L’erreur serait d’espérer une victoire des démocrates dans quatre ans, prévient Mark Fortier. Les dégâts seront trop lourds, et il faut renouveler les institutions pour éviter qu’on se retrouve dans la même situation.
« La difficulté intellectuelle et pratique dans laquelle on se trouve en ce moment, c’est que le régime de la démocratie libérale et sociale suppose qu’on puisse trouver légitimes des choix et des décisions que l’on juge par ailleurs mauvais. Cela implique que tous adhèrent à des institutions et à des principes qui dépassent leurs propres préférences, et auxquels on prétend contribuer. Mais contre ces révolutionnaires de droite, c’est impossible. Simplement parce que leur but est précisément de renverser ces principes et ces institutions. »
C’est là tout le paradoxe, selon lui, puisqu’il faut se battre sur deux fronts, et que « la lutte frontale requiert l’intransigeance, tandis que la défense et le renouveau des institutions exigent souplesse, ouverture et nuance ».

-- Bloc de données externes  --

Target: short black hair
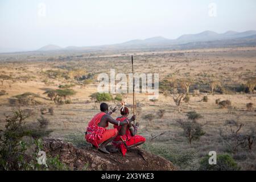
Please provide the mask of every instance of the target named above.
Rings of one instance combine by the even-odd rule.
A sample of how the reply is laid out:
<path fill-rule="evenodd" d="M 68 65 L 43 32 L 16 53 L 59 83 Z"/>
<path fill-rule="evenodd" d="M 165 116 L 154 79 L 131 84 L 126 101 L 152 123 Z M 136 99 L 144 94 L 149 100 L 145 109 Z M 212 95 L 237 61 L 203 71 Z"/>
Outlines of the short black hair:
<path fill-rule="evenodd" d="M 100 105 L 101 111 L 105 112 L 109 110 L 109 106 L 105 102 L 101 103 Z"/>

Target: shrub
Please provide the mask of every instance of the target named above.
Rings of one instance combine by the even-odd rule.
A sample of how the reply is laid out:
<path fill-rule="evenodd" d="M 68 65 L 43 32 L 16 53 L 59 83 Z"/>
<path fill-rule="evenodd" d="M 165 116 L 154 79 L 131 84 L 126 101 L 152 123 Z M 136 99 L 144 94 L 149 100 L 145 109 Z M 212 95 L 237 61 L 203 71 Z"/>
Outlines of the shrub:
<path fill-rule="evenodd" d="M 8 93 L 5 90 L 2 90 L 0 91 L 0 96 L 8 95 Z"/>
<path fill-rule="evenodd" d="M 218 103 L 218 105 L 222 109 L 228 108 L 228 106 L 231 106 L 231 101 L 230 100 L 222 101 Z"/>
<path fill-rule="evenodd" d="M 40 109 L 40 111 L 41 112 L 41 114 L 44 115 L 47 113 L 47 109 L 46 107 L 43 107 Z"/>
<path fill-rule="evenodd" d="M 36 101 L 35 98 L 39 96 L 31 92 L 26 92 L 22 94 L 17 95 L 14 97 L 16 98 L 19 104 L 24 106 L 31 106 L 40 104 L 39 101 Z"/>
<path fill-rule="evenodd" d="M 40 118 L 38 119 L 38 121 L 40 123 L 40 127 L 43 129 L 46 129 L 48 127 L 48 125 L 49 122 L 49 119 L 46 118 L 43 115 L 41 115 Z"/>
<path fill-rule="evenodd" d="M 208 97 L 207 97 L 207 96 L 204 96 L 203 98 L 203 101 L 207 102 L 208 101 Z"/>
<path fill-rule="evenodd" d="M 193 122 L 184 122 L 181 120 L 178 120 L 177 122 L 183 129 L 184 134 L 188 139 L 190 144 L 193 140 L 199 140 L 200 138 L 205 134 L 203 130 L 203 125 L 200 123 Z"/>
<path fill-rule="evenodd" d="M 145 143 L 142 148 L 154 154 L 161 156 L 169 160 L 174 164 L 181 169 L 189 167 L 196 158 L 194 151 L 184 151 L 170 148 L 167 146 L 155 145 L 151 143 Z"/>
<path fill-rule="evenodd" d="M 218 105 L 218 104 L 220 103 L 220 101 L 221 101 L 220 98 L 216 99 L 215 100 L 215 104 L 217 104 L 217 105 Z"/>
<path fill-rule="evenodd" d="M 118 94 L 115 96 L 115 100 L 122 101 L 123 100 L 123 96 L 121 94 Z"/>
<path fill-rule="evenodd" d="M 196 122 L 197 119 L 203 118 L 200 114 L 197 113 L 195 111 L 188 112 L 186 115 L 188 119 L 191 119 L 193 122 Z"/>
<path fill-rule="evenodd" d="M 65 104 L 71 104 L 72 103 L 72 101 L 71 100 L 65 100 L 64 102 Z"/>
<path fill-rule="evenodd" d="M 246 104 L 246 109 L 247 111 L 250 111 L 253 109 L 253 104 L 251 102 Z"/>
<path fill-rule="evenodd" d="M 150 121 L 152 121 L 152 120 L 153 120 L 153 119 L 155 118 L 155 115 L 152 114 L 148 114 L 145 115 L 143 117 L 143 118 L 148 120 Z"/>
<path fill-rule="evenodd" d="M 87 79 L 87 80 L 84 80 L 84 81 L 82 82 L 82 84 L 85 85 L 89 85 L 92 84 L 93 82 L 93 80 L 92 79 Z"/>
<path fill-rule="evenodd" d="M 75 146 L 81 148 L 82 147 L 90 147 L 91 144 L 84 140 L 84 134 L 81 133 L 71 133 L 64 137 L 64 140 L 71 142 Z"/>
<path fill-rule="evenodd" d="M 194 90 L 193 90 L 193 96 L 200 96 L 200 91 L 199 90 L 198 90 L 198 89 L 195 89 Z"/>
<path fill-rule="evenodd" d="M 157 114 L 159 118 L 162 118 L 165 113 L 166 110 L 164 109 L 159 109 Z"/>
<path fill-rule="evenodd" d="M 70 88 L 74 87 L 75 86 L 75 84 L 60 85 L 59 85 L 59 88 L 60 89 L 68 89 Z"/>
<path fill-rule="evenodd" d="M 22 165 L 20 159 L 26 150 L 24 143 L 20 142 L 27 135 L 22 127 L 29 115 L 21 110 L 13 111 L 13 114 L 6 116 L 5 130 L 0 135 L 0 170 L 19 169 Z"/>
<path fill-rule="evenodd" d="M 54 114 L 54 110 L 53 110 L 53 107 L 51 107 L 48 109 L 48 111 L 49 112 L 49 113 L 51 115 L 53 115 Z"/>
<path fill-rule="evenodd" d="M 188 102 L 189 102 L 189 96 L 187 94 L 185 97 L 183 98 L 183 101 L 185 102 L 185 103 L 188 103 Z"/>
<path fill-rule="evenodd" d="M 48 90 L 44 93 L 44 94 L 47 94 L 47 96 L 50 97 L 51 100 L 53 100 L 56 104 L 65 104 L 66 102 L 64 102 L 63 99 L 66 101 L 67 97 L 73 96 L 76 93 L 76 92 L 71 89 Z M 69 102 L 70 101 L 67 101 L 67 104 L 70 104 Z"/>
<path fill-rule="evenodd" d="M 8 75 L 0 75 L 0 81 L 1 82 L 1 84 L 2 85 L 3 85 L 3 81 L 5 80 L 11 80 L 13 78 Z"/>
<path fill-rule="evenodd" d="M 113 100 L 112 96 L 107 93 L 98 93 L 96 96 L 96 99 L 98 102 L 109 101 Z"/>
<path fill-rule="evenodd" d="M 51 101 L 53 101 L 57 94 L 56 90 L 48 90 L 44 93 L 44 94 L 47 94 L 47 97 L 49 97 Z"/>
<path fill-rule="evenodd" d="M 210 165 L 209 164 L 209 158 L 210 156 L 207 156 L 201 160 L 199 170 L 238 171 L 240 169 L 234 159 L 229 155 L 217 155 L 217 164 L 216 165 Z"/>

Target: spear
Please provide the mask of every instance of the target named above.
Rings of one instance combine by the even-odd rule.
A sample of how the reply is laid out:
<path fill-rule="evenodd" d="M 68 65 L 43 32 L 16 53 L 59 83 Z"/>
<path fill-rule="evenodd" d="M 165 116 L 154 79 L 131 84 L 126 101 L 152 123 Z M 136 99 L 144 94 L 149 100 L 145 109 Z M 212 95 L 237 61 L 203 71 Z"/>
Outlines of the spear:
<path fill-rule="evenodd" d="M 137 105 L 136 103 L 136 97 L 135 97 L 135 89 L 134 89 L 134 85 L 135 85 L 135 79 L 134 79 L 134 71 L 133 71 L 133 56 L 131 55 L 131 67 L 132 67 L 132 70 L 133 70 L 133 115 L 134 115 L 136 110 L 136 117 L 138 117 L 137 114 Z M 138 122 L 138 119 L 136 119 Z M 133 121 L 133 125 L 135 126 L 135 121 Z M 138 131 L 137 131 L 137 133 L 138 133 Z"/>
<path fill-rule="evenodd" d="M 134 115 L 134 107 L 135 107 L 135 92 L 134 92 L 134 75 L 133 73 L 133 56 L 131 55 L 131 68 L 133 71 L 133 113 Z M 133 124 L 134 125 L 134 121 L 133 121 Z"/>

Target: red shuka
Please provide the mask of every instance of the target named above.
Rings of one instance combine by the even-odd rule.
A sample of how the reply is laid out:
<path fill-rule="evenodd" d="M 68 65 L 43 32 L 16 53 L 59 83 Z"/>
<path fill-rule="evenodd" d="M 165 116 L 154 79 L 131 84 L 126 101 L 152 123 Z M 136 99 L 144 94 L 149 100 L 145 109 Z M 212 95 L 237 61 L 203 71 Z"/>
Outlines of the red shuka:
<path fill-rule="evenodd" d="M 89 122 L 88 127 L 86 129 L 87 134 L 85 135 L 85 139 L 89 143 L 92 143 L 97 148 L 98 148 L 98 141 L 102 139 L 103 133 L 106 131 L 106 129 L 103 127 L 100 127 L 98 124 L 101 121 L 101 118 L 106 113 L 100 112 L 94 115 L 93 118 Z M 106 127 L 108 126 L 108 122 Z"/>
<path fill-rule="evenodd" d="M 120 121 L 120 122 L 123 122 L 125 119 L 127 119 L 126 117 L 122 117 L 122 118 L 117 118 L 116 120 Z M 118 131 L 120 130 L 121 126 L 114 125 L 114 128 L 117 129 Z M 122 141 L 121 138 L 123 139 L 123 140 L 126 140 L 126 145 L 129 147 L 138 143 L 141 142 L 145 142 L 146 139 L 142 136 L 140 135 L 135 135 L 134 136 L 131 136 L 131 133 L 130 132 L 129 129 L 127 128 L 125 135 L 117 135 L 117 137 L 112 141 L 113 144 L 114 144 L 117 147 L 120 148 L 122 154 L 123 156 L 125 156 L 125 154 L 127 152 L 127 148 L 125 147 L 123 142 Z"/>

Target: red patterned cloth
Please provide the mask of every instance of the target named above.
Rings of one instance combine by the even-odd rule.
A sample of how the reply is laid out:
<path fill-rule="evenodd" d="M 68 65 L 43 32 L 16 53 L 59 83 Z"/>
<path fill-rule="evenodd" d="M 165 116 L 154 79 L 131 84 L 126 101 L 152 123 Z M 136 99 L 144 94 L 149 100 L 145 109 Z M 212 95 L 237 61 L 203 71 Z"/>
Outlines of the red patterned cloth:
<path fill-rule="evenodd" d="M 102 139 L 103 134 L 106 131 L 106 129 L 100 127 L 98 124 L 101 121 L 101 118 L 105 115 L 106 113 L 101 112 L 97 114 L 88 124 L 86 129 L 86 134 L 85 139 L 89 143 L 92 143 L 97 148 L 98 148 L 98 141 Z M 106 127 L 108 126 L 108 123 Z"/>
<path fill-rule="evenodd" d="M 122 118 L 117 118 L 117 120 L 120 121 L 121 122 L 123 122 L 125 119 L 127 119 L 126 117 L 122 117 Z M 118 131 L 120 130 L 121 126 L 118 126 L 116 125 L 114 125 L 114 127 L 115 129 L 117 129 Z M 134 145 L 135 144 L 137 144 L 138 143 L 141 142 L 145 142 L 146 139 L 143 137 L 142 136 L 140 135 L 135 135 L 134 136 L 132 136 L 131 135 L 131 133 L 130 132 L 129 129 L 127 128 L 126 133 L 125 135 L 117 135 L 117 137 L 112 141 L 112 143 L 113 145 L 116 146 L 117 147 L 120 148 L 120 150 L 122 152 L 122 154 L 123 156 L 125 156 L 125 154 L 126 154 L 127 152 L 127 148 L 123 144 L 123 142 L 122 141 L 122 139 L 123 140 L 126 141 L 126 143 L 127 146 L 130 146 L 132 145 Z"/>

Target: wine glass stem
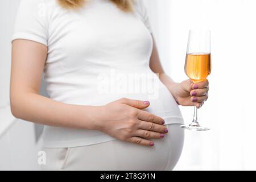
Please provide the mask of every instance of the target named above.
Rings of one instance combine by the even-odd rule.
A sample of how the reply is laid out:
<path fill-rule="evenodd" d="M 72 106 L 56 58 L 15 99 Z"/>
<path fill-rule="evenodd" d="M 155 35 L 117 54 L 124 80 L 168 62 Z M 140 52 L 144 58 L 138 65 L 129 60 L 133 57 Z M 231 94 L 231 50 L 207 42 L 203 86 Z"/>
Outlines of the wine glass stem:
<path fill-rule="evenodd" d="M 194 116 L 193 117 L 193 122 L 198 123 L 197 122 L 197 108 L 194 106 Z"/>

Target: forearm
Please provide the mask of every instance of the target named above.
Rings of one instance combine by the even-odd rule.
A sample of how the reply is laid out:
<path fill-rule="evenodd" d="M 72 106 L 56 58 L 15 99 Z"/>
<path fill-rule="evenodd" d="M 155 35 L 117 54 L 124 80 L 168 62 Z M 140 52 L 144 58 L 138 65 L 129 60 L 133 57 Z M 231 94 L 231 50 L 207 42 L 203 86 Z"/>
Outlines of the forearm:
<path fill-rule="evenodd" d="M 11 98 L 12 112 L 16 118 L 56 127 L 90 130 L 98 127 L 102 107 L 65 104 L 34 93 Z"/>

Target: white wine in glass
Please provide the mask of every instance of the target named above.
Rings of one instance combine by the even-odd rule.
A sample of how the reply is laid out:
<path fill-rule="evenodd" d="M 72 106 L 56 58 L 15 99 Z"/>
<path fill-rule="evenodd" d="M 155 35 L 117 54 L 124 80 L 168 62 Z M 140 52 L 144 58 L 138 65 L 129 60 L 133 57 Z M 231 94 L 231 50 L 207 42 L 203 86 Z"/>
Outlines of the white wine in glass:
<path fill-rule="evenodd" d="M 204 30 L 190 30 L 185 63 L 185 72 L 194 82 L 205 81 L 212 69 L 210 32 Z M 197 121 L 197 108 L 194 106 L 192 123 L 182 128 L 189 130 L 207 131 L 209 129 L 200 126 Z"/>

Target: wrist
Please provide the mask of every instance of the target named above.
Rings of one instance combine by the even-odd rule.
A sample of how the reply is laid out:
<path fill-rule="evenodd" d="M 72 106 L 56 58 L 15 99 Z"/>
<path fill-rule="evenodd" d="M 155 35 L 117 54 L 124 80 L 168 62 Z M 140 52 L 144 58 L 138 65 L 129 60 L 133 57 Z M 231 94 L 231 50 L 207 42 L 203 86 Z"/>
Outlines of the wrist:
<path fill-rule="evenodd" d="M 103 131 L 105 106 L 96 106 L 92 113 L 92 130 Z"/>

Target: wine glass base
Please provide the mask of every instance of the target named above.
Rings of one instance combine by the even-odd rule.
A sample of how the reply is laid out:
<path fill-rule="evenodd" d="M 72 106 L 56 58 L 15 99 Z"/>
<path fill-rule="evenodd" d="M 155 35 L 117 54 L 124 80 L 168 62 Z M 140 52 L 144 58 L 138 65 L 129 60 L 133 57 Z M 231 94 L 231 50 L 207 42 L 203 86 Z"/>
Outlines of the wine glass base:
<path fill-rule="evenodd" d="M 192 131 L 208 131 L 210 129 L 208 127 L 202 127 L 202 126 L 185 126 L 181 125 L 180 127 L 183 129 L 187 129 Z"/>

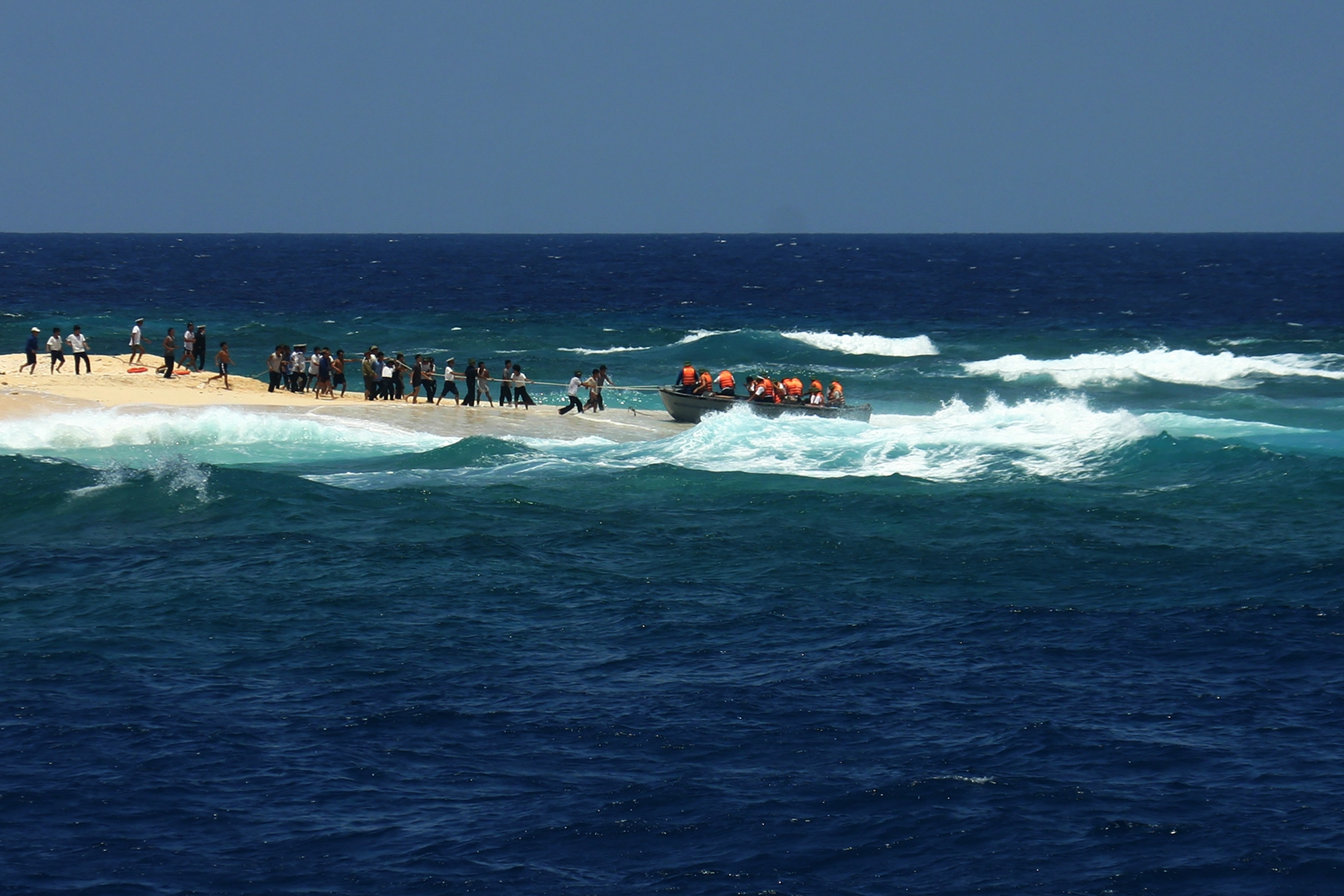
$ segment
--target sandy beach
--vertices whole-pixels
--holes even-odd
[[[74,359],[66,357],[65,370],[51,374],[46,354],[38,357],[38,371],[17,373],[22,354],[0,355],[0,421],[17,424],[24,417],[78,410],[83,408],[207,408],[228,406],[251,412],[339,416],[367,420],[442,436],[532,436],[539,439],[583,439],[601,436],[613,441],[663,439],[683,432],[683,424],[648,412],[632,414],[612,409],[603,413],[556,413],[555,405],[516,408],[458,408],[449,402],[430,405],[422,400],[364,401],[359,385],[345,397],[317,400],[312,393],[267,391],[265,383],[246,377],[208,382],[212,371],[188,373],[167,379],[153,373],[157,358],[144,366],[148,373],[126,373],[126,355],[93,355],[93,373],[74,374]],[[359,379],[356,378],[356,383]]]

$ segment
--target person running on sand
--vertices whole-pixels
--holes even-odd
[[[47,354],[51,355],[51,373],[56,373],[66,366],[65,340],[60,338],[60,327],[51,328],[51,339],[47,339]]]
[[[89,366],[89,339],[79,332],[79,324],[75,324],[75,331],[66,336],[66,342],[70,343],[70,351],[75,357],[75,375],[79,375],[79,362],[85,362],[85,373],[93,373],[93,367]]]
[[[435,405],[444,404],[444,398],[448,393],[453,393],[453,406],[462,404],[457,394],[457,374],[453,371],[453,362],[456,358],[449,358],[444,362],[444,391],[438,393],[438,401]]]
[[[140,324],[142,323],[145,323],[144,318],[136,318],[136,326],[130,328],[130,363],[145,359],[145,344],[141,342],[142,334],[140,332]]]
[[[234,363],[234,359],[228,357],[228,343],[219,343],[219,351],[215,352],[215,366],[219,367],[219,373],[206,381],[206,385],[215,382],[216,379],[224,381],[224,389],[233,391],[233,386],[228,385],[228,366]]]
[[[42,331],[36,327],[28,334],[28,342],[23,343],[23,354],[27,358],[26,362],[19,365],[19,373],[23,373],[24,367],[30,367],[28,373],[38,373],[38,334]]]

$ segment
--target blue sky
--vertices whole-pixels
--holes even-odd
[[[0,0],[0,230],[1337,231],[1341,47],[1337,1]]]

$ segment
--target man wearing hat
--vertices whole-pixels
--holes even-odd
[[[145,359],[145,346],[140,335],[140,326],[142,323],[145,323],[144,318],[136,318],[136,326],[130,328],[130,363]]]
[[[19,365],[19,373],[23,373],[24,367],[30,367],[28,373],[38,373],[38,334],[42,332],[36,327],[28,334],[28,342],[23,343],[23,352],[28,357],[26,363]]]

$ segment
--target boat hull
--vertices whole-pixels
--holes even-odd
[[[831,420],[859,420],[868,422],[872,416],[872,405],[841,405],[828,408],[825,405],[802,405],[781,402],[778,405],[746,398],[726,398],[722,396],[688,396],[675,389],[659,389],[659,398],[668,414],[677,422],[700,422],[704,414],[720,413],[730,408],[745,406],[762,417],[780,417],[784,414],[801,414],[804,417],[825,417]]]

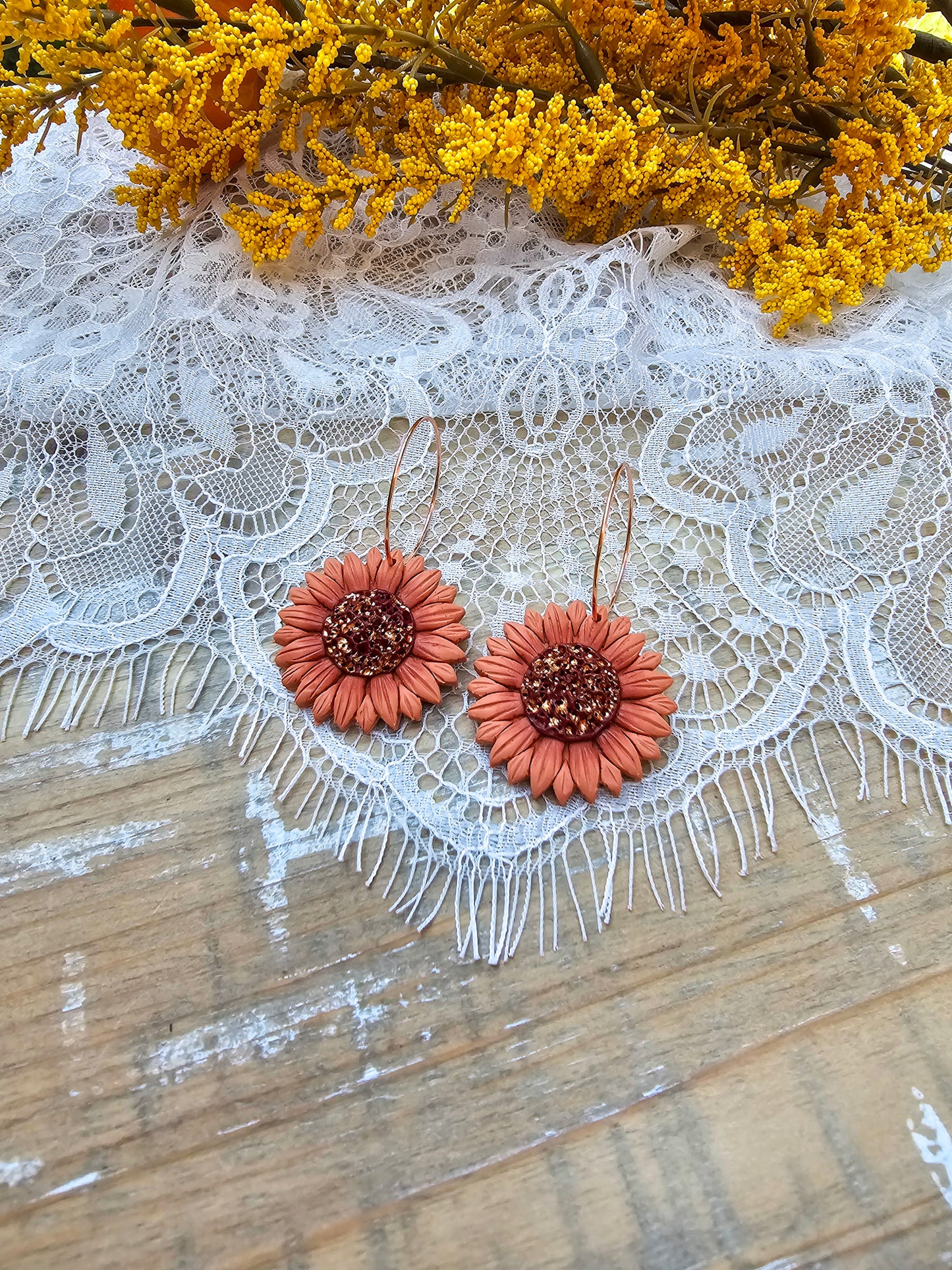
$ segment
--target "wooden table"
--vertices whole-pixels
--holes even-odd
[[[858,803],[821,734],[838,808],[776,782],[779,852],[725,853],[722,899],[692,867],[663,913],[642,878],[491,968],[286,828],[227,732],[0,754],[3,1267],[952,1265],[952,857],[918,786]]]

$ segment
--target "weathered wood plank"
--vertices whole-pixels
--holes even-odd
[[[817,834],[778,794],[779,853],[740,880],[725,851],[722,899],[661,913],[636,876],[600,936],[493,969],[326,843],[294,859],[226,735],[8,745],[0,1264],[952,1264],[908,1125],[952,1125],[952,857],[916,791],[857,803],[829,745],[838,809]]]

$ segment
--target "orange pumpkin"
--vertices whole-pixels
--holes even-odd
[[[227,18],[232,9],[241,9],[248,11],[251,8],[254,0],[209,0],[212,9],[222,17]],[[109,0],[109,8],[114,13],[129,13],[135,14],[136,4],[135,0]],[[182,14],[174,13],[171,9],[159,8],[159,13],[169,19],[170,25],[175,25],[176,22],[182,22]],[[282,8],[282,6],[278,6]],[[156,27],[136,27],[136,34],[141,38],[143,36],[151,34],[156,30]],[[208,52],[212,46],[207,42],[202,42],[194,46],[197,53]],[[209,123],[215,124],[216,128],[225,130],[232,122],[234,117],[228,112],[228,108],[222,103],[222,90],[225,88],[225,80],[227,77],[226,71],[220,71],[217,75],[212,76],[212,81],[208,89],[208,95],[206,97],[203,113]],[[264,75],[260,71],[249,71],[241,81],[237,90],[237,105],[246,109],[254,110],[261,98],[261,84],[264,83]],[[155,156],[161,159],[166,154],[165,145],[157,131],[152,130],[152,147]],[[188,142],[184,142],[188,145]],[[242,161],[244,152],[240,146],[234,146],[230,156],[230,165],[237,168]],[[209,173],[212,169],[211,163],[204,164],[202,168],[203,173]]]

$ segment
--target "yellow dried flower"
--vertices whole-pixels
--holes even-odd
[[[0,0],[0,166],[104,112],[150,160],[118,192],[142,229],[273,130],[307,146],[317,182],[227,216],[256,262],[433,198],[454,220],[487,178],[570,237],[711,229],[778,335],[952,258],[952,28],[920,0]]]

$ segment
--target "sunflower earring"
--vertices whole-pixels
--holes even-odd
[[[421,423],[433,428],[437,465],[423,532],[405,556],[391,550],[390,513],[406,447]],[[357,723],[369,732],[382,719],[396,728],[401,716],[419,719],[424,701],[435,705],[443,688],[456,687],[453,665],[466,658],[458,645],[470,638],[461,624],[466,610],[453,603],[456,587],[443,585],[439,569],[426,569],[419,554],[437,507],[442,461],[439,425],[424,415],[393,464],[383,551],[371,547],[364,560],[353,551],[325,560],[305,574],[306,585],[291,588],[291,605],[278,613],[281,682],[296,705],[312,709],[315,723],[333,716],[339,728]]]
[[[598,570],[608,513],[622,472],[628,483],[628,527],[621,569],[605,606],[598,603]],[[612,478],[598,535],[592,578],[592,612],[579,599],[550,605],[523,622],[505,622],[505,639],[490,638],[489,655],[476,660],[480,678],[470,685],[470,718],[476,739],[491,745],[493,767],[508,763],[512,785],[528,780],[533,798],[552,786],[564,806],[578,790],[593,803],[599,785],[621,794],[622,779],[641,780],[642,761],[660,758],[668,715],[677,710],[664,690],[674,682],[658,669],[660,653],[645,653],[645,636],[631,634],[627,617],[608,616],[625,577],[631,549],[635,490],[631,467]]]

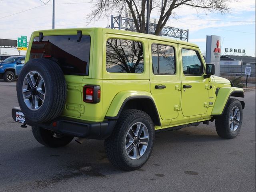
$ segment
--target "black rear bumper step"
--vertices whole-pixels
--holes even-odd
[[[18,111],[22,112],[20,107],[12,109],[12,116],[15,121],[16,112]],[[70,136],[103,140],[110,136],[116,122],[116,121],[91,122],[60,117],[47,123],[36,123],[26,119],[25,123]]]

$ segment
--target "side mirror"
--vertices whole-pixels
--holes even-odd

« Il faut penser sérieusement aux choses désirables qu’on veut faire et qu’on va faire. C’est comme ça qu’on va gagner, j’en suis convaincu. »
Dans Le seigneur des anneaux, le monde est sauvé par des Hobbits, de petits hommes grégaires qui auraient préféré vivre tranquillement dans leur village, loin de tout. « C’est un peu ça que dit mon livre : ça ne prend pas Superman, vous allez être sauvés par un Hobbit et c’est peut-être vous. C’est la femme qui change la couche du vieillard, c’est le fonctionnaire qui applique la loi, c’est la prof d’école comme ma blonde, c’est le général qui respecte la Constitution… c’est nous tous. Ces gens-là qui sont dans la prédation sont contre la liberté et contre la société. Il suffit d’être pour la société et la liberté, et ils seront dans la merde. »
Chantal Guy, La Presse, 15 mars 2025.